Lundi, Judith Godrèche a également participé à une émission en ligne diffusée sur le site Mediapart. Elle est revenue sur le tournage en 1989 du film La fille de 15 ans dans lequel le réalisateur Jacques Doillon, également acteur, lui a fait tourner une scène de sexe et l'a embrassé à de nombreuses reprises devant les caméras. "À mon époque, la possibilité du non n'existait pas", a-t-elle rappelé. "Je me souviens détester Doillon et éprouver un dégoût impossible à formuler".

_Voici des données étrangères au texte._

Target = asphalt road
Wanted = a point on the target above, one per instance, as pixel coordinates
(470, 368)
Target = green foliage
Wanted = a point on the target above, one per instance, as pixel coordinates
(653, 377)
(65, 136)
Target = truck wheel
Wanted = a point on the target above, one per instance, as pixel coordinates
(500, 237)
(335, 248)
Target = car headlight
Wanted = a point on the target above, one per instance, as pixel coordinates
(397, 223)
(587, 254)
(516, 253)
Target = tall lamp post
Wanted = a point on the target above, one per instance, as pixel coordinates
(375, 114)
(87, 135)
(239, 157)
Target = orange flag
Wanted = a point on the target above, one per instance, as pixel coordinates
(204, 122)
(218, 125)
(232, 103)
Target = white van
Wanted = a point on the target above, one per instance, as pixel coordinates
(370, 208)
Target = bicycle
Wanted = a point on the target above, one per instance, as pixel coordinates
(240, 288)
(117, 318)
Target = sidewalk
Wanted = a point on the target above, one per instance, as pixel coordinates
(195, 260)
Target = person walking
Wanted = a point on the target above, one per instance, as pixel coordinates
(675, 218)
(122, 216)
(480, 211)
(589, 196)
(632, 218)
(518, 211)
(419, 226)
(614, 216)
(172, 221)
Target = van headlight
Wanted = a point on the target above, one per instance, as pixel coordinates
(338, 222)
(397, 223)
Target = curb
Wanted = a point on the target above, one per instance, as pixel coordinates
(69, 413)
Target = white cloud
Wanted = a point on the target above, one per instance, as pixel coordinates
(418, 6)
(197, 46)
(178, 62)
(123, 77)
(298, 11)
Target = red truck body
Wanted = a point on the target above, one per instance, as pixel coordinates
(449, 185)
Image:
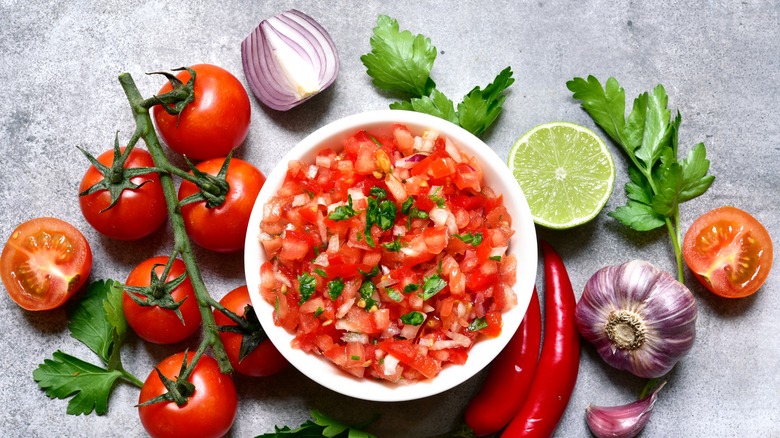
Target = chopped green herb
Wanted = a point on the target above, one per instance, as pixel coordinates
(414, 213)
(378, 192)
(394, 295)
(407, 205)
(372, 273)
(472, 239)
(401, 62)
(307, 286)
(437, 198)
(412, 318)
(478, 324)
(343, 212)
(335, 287)
(432, 285)
(393, 246)
(366, 292)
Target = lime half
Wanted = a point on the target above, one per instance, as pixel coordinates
(565, 171)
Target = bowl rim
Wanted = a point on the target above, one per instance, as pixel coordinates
(482, 352)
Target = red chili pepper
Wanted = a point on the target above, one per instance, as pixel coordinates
(559, 360)
(509, 377)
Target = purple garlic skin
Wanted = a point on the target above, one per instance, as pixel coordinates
(639, 318)
(621, 421)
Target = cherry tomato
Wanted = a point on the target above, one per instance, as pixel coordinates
(223, 228)
(156, 324)
(44, 262)
(729, 251)
(216, 121)
(209, 412)
(265, 359)
(138, 213)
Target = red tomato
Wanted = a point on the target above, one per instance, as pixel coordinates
(223, 228)
(209, 412)
(137, 213)
(265, 359)
(729, 251)
(156, 324)
(214, 123)
(44, 262)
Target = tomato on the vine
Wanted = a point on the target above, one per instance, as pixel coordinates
(210, 410)
(137, 213)
(156, 324)
(223, 228)
(265, 359)
(214, 123)
(729, 251)
(45, 261)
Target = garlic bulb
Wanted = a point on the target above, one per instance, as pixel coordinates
(621, 421)
(640, 318)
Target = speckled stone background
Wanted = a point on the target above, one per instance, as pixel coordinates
(718, 60)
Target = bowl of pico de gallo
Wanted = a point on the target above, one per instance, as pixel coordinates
(390, 256)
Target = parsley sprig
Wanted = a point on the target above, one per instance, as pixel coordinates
(659, 183)
(99, 323)
(401, 63)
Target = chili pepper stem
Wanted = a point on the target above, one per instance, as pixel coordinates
(145, 130)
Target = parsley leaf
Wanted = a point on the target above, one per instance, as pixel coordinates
(366, 291)
(99, 323)
(307, 284)
(437, 104)
(477, 324)
(432, 285)
(400, 62)
(66, 376)
(658, 182)
(471, 239)
(393, 246)
(480, 108)
(335, 287)
(394, 295)
(343, 212)
(412, 318)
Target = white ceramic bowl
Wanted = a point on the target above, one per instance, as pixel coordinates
(522, 245)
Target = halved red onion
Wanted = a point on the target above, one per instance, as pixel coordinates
(288, 59)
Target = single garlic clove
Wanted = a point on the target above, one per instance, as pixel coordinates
(621, 421)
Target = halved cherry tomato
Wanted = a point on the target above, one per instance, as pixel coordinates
(44, 262)
(729, 251)
(214, 123)
(265, 359)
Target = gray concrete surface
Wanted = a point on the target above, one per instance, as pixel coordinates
(718, 60)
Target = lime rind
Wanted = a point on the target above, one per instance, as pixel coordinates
(565, 171)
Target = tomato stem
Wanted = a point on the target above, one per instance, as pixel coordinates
(145, 129)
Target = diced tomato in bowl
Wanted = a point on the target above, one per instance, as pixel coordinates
(392, 256)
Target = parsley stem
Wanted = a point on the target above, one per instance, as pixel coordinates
(673, 225)
(130, 377)
(145, 130)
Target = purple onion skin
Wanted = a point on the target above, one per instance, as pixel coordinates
(663, 310)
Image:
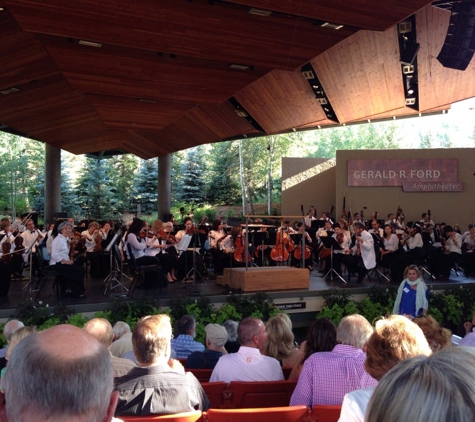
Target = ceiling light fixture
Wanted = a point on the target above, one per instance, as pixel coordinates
(260, 12)
(90, 43)
(240, 66)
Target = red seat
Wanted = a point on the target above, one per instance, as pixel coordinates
(176, 417)
(214, 391)
(277, 414)
(325, 413)
(203, 375)
(259, 393)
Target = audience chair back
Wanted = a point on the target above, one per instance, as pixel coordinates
(176, 417)
(215, 392)
(325, 413)
(260, 393)
(278, 414)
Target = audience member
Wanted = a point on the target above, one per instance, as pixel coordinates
(8, 330)
(158, 385)
(216, 337)
(280, 342)
(393, 340)
(60, 374)
(122, 339)
(412, 296)
(232, 345)
(469, 339)
(321, 337)
(101, 329)
(248, 364)
(185, 344)
(438, 388)
(327, 376)
(437, 336)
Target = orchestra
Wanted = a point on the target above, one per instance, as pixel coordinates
(389, 245)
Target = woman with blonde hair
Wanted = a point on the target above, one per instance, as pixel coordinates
(412, 295)
(280, 340)
(438, 388)
(394, 339)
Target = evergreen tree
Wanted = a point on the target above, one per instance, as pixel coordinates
(145, 186)
(94, 190)
(192, 173)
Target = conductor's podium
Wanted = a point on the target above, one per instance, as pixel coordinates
(257, 279)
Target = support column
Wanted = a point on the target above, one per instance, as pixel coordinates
(164, 185)
(52, 182)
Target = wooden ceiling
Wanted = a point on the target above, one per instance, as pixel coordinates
(162, 82)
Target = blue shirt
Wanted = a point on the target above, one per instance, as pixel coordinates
(408, 301)
(184, 345)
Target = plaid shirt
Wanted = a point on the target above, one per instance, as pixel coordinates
(184, 345)
(327, 376)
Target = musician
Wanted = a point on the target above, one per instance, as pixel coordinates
(137, 238)
(378, 231)
(72, 271)
(362, 249)
(186, 259)
(157, 248)
(444, 259)
(469, 252)
(389, 249)
(310, 217)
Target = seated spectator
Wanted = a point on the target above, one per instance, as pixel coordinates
(248, 364)
(9, 328)
(438, 388)
(216, 337)
(185, 344)
(122, 339)
(394, 339)
(60, 374)
(327, 376)
(280, 342)
(101, 329)
(469, 339)
(158, 386)
(321, 337)
(437, 336)
(232, 345)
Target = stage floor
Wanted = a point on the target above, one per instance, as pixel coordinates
(96, 300)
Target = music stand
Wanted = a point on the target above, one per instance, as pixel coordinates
(331, 243)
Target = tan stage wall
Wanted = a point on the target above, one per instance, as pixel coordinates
(450, 207)
(307, 182)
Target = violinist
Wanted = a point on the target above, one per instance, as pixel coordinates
(72, 271)
(137, 238)
(363, 254)
(444, 259)
(157, 248)
(389, 248)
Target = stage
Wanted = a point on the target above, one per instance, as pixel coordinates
(301, 303)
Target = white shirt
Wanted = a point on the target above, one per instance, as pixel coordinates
(59, 249)
(247, 365)
(355, 404)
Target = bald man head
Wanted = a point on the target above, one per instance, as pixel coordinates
(60, 374)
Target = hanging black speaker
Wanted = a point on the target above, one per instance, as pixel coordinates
(459, 45)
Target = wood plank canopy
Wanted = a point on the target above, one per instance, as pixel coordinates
(160, 80)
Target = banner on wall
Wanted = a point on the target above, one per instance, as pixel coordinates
(414, 175)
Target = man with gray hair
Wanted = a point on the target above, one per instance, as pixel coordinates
(60, 374)
(216, 337)
(248, 364)
(327, 376)
(101, 329)
(159, 385)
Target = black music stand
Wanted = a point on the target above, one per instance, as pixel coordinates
(331, 243)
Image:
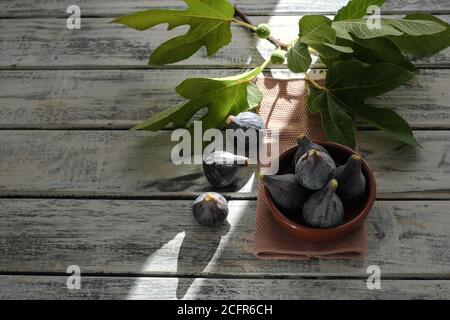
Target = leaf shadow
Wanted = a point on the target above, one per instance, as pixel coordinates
(191, 254)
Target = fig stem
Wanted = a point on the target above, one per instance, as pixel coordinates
(245, 22)
(265, 64)
(314, 83)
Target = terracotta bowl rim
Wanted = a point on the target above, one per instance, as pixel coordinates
(360, 217)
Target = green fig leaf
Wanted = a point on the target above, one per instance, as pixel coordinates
(424, 45)
(356, 9)
(220, 96)
(353, 80)
(313, 105)
(337, 124)
(254, 96)
(316, 29)
(388, 27)
(376, 50)
(210, 26)
(316, 32)
(298, 57)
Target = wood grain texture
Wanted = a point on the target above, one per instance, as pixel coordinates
(157, 237)
(119, 99)
(99, 288)
(122, 163)
(20, 8)
(48, 44)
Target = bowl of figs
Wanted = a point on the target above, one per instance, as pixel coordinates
(323, 191)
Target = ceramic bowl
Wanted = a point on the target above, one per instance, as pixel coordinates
(354, 215)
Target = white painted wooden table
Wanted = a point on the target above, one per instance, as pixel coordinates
(77, 188)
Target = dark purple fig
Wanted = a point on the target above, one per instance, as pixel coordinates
(221, 168)
(246, 131)
(324, 209)
(245, 121)
(286, 192)
(304, 144)
(315, 169)
(352, 183)
(210, 209)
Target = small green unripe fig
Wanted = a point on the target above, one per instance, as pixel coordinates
(324, 209)
(210, 209)
(245, 121)
(286, 192)
(352, 183)
(315, 169)
(221, 168)
(304, 144)
(278, 56)
(263, 30)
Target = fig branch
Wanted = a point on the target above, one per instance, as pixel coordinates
(245, 22)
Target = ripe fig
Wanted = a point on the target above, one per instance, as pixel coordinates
(263, 30)
(324, 209)
(278, 56)
(352, 183)
(286, 192)
(248, 131)
(304, 144)
(221, 168)
(315, 169)
(210, 209)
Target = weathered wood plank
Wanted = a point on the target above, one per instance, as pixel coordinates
(60, 99)
(19, 8)
(122, 163)
(47, 43)
(405, 239)
(120, 288)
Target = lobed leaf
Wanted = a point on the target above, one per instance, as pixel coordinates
(220, 96)
(356, 9)
(354, 80)
(388, 27)
(298, 57)
(210, 26)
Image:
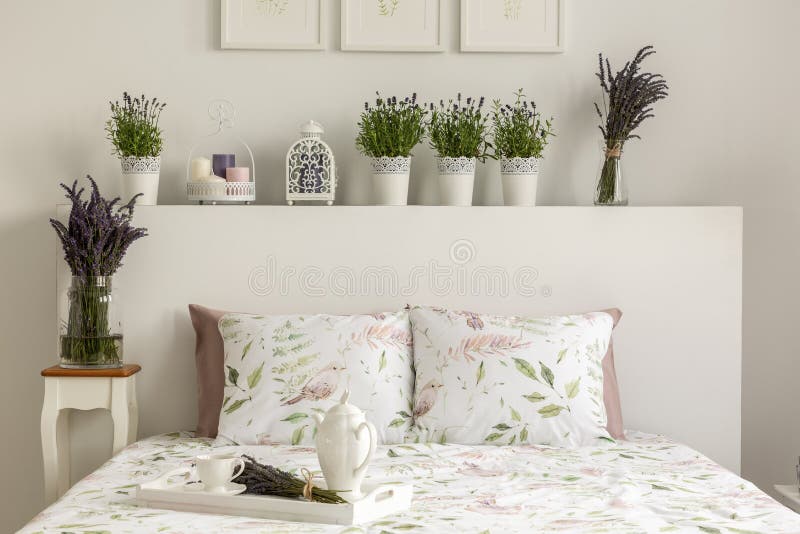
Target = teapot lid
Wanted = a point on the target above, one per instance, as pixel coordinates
(343, 407)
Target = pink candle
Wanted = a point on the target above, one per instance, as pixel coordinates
(237, 174)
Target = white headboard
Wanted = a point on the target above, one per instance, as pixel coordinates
(675, 273)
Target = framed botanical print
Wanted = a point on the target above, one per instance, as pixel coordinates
(392, 25)
(512, 25)
(273, 24)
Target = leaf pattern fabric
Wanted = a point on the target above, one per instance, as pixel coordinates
(644, 484)
(280, 370)
(485, 379)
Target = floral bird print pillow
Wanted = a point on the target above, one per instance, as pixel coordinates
(280, 370)
(485, 379)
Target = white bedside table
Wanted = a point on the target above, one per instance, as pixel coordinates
(790, 496)
(83, 389)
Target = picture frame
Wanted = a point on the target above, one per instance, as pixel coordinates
(273, 24)
(392, 25)
(512, 26)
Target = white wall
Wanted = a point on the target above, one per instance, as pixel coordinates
(727, 135)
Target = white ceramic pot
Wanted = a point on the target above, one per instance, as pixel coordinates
(520, 177)
(390, 180)
(345, 445)
(140, 175)
(456, 180)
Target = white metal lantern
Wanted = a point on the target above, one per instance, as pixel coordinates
(310, 167)
(205, 183)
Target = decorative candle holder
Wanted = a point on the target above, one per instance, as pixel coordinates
(208, 165)
(310, 167)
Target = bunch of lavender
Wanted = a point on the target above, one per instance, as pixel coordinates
(459, 129)
(95, 240)
(262, 479)
(98, 232)
(519, 131)
(133, 127)
(628, 98)
(391, 128)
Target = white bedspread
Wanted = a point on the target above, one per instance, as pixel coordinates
(646, 484)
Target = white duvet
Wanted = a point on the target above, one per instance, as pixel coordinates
(646, 484)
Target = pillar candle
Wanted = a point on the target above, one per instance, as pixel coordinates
(222, 162)
(237, 174)
(200, 168)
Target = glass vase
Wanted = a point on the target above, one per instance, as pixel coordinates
(90, 331)
(611, 189)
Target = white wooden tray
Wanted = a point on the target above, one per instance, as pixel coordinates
(379, 501)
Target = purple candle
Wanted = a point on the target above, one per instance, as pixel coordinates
(222, 162)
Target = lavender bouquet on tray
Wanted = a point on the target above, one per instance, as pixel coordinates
(95, 240)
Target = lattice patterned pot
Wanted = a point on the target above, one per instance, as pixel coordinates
(140, 175)
(456, 180)
(520, 177)
(390, 180)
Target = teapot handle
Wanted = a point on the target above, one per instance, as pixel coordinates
(358, 471)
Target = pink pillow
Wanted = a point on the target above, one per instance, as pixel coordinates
(209, 356)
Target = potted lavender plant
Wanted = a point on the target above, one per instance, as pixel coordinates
(628, 97)
(388, 132)
(137, 140)
(520, 136)
(457, 132)
(94, 240)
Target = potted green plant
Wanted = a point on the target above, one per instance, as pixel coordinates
(387, 133)
(137, 140)
(95, 240)
(457, 132)
(520, 136)
(628, 97)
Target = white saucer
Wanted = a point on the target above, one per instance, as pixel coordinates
(231, 488)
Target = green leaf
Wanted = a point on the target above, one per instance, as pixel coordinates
(255, 377)
(247, 347)
(233, 375)
(295, 417)
(551, 410)
(535, 397)
(235, 406)
(297, 435)
(547, 374)
(572, 388)
(525, 368)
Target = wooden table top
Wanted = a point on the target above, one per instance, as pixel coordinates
(126, 370)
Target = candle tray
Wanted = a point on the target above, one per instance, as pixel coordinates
(214, 193)
(379, 501)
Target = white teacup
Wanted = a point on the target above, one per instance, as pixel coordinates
(217, 470)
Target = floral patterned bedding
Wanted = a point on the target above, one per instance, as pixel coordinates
(645, 484)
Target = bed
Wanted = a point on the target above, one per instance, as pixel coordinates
(645, 484)
(674, 271)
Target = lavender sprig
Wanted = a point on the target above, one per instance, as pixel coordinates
(98, 232)
(628, 97)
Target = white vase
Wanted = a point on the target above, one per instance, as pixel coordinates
(520, 177)
(140, 175)
(456, 180)
(390, 180)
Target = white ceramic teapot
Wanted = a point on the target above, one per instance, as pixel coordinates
(345, 445)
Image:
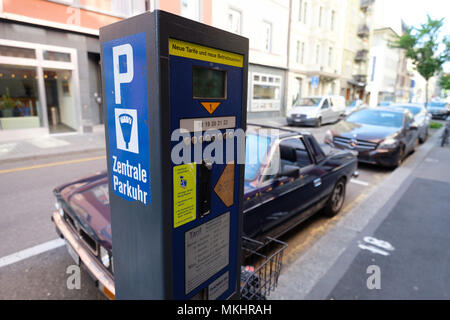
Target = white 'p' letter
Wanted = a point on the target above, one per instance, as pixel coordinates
(127, 76)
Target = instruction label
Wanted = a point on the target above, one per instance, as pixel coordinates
(198, 52)
(184, 193)
(207, 249)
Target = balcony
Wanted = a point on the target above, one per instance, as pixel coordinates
(363, 31)
(365, 4)
(361, 55)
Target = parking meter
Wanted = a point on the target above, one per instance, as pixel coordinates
(175, 99)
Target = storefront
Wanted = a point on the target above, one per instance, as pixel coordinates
(265, 91)
(38, 87)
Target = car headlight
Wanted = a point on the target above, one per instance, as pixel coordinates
(388, 143)
(104, 256)
(328, 137)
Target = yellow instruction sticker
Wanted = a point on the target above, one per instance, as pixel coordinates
(184, 193)
(198, 52)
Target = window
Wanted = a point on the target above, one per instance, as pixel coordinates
(19, 100)
(330, 57)
(7, 51)
(317, 54)
(302, 59)
(305, 9)
(56, 56)
(266, 93)
(267, 33)
(333, 17)
(300, 11)
(234, 21)
(320, 16)
(190, 9)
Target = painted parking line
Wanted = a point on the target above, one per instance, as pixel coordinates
(52, 164)
(363, 183)
(30, 252)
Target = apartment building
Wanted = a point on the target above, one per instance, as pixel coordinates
(265, 23)
(49, 63)
(315, 48)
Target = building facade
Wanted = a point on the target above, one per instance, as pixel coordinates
(315, 48)
(50, 78)
(265, 23)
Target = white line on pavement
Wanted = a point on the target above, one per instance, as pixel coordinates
(363, 183)
(30, 252)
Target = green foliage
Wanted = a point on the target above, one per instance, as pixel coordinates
(444, 81)
(421, 46)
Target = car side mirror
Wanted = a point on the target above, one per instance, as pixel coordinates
(289, 171)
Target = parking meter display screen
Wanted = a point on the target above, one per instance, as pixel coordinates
(209, 83)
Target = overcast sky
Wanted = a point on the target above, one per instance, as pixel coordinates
(414, 12)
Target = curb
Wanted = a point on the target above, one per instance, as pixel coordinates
(309, 277)
(50, 155)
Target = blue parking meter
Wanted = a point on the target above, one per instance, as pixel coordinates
(175, 99)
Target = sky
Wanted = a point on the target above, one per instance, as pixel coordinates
(414, 12)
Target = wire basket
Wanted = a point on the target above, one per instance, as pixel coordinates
(263, 266)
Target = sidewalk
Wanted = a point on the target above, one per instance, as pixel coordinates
(51, 145)
(402, 228)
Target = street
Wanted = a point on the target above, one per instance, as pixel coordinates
(43, 275)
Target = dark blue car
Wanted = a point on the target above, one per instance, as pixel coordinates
(288, 178)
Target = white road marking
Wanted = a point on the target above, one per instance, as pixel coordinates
(30, 252)
(363, 183)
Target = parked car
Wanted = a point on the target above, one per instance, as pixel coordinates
(439, 109)
(304, 180)
(382, 136)
(422, 118)
(315, 111)
(355, 105)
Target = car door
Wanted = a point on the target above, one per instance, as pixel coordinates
(326, 112)
(282, 197)
(410, 134)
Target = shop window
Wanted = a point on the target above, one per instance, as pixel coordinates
(57, 56)
(266, 93)
(19, 101)
(61, 111)
(8, 51)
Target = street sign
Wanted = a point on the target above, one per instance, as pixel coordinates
(314, 81)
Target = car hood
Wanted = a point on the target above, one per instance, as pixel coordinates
(303, 110)
(363, 131)
(88, 202)
(91, 208)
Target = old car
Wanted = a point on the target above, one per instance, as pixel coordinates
(293, 179)
(422, 118)
(381, 136)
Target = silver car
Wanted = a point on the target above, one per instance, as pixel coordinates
(422, 117)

Également mis en cause par Isild Le Besco et Anna Mouglalis dans Le Monde, Jacques Doillon a nié les faits qui lui sont reprochés dans un communiqué à l'AFP. "Que Judith Godrèche et d'autres femmes à travers elle aient à cœur de dénoncer un système, une époque, une société, est courageux, louable et nécessaire", écrit-il. "Mais la justesse de la cause n'autorise pas les dénonciations arbitraires, les fausses accusations et les mensonges".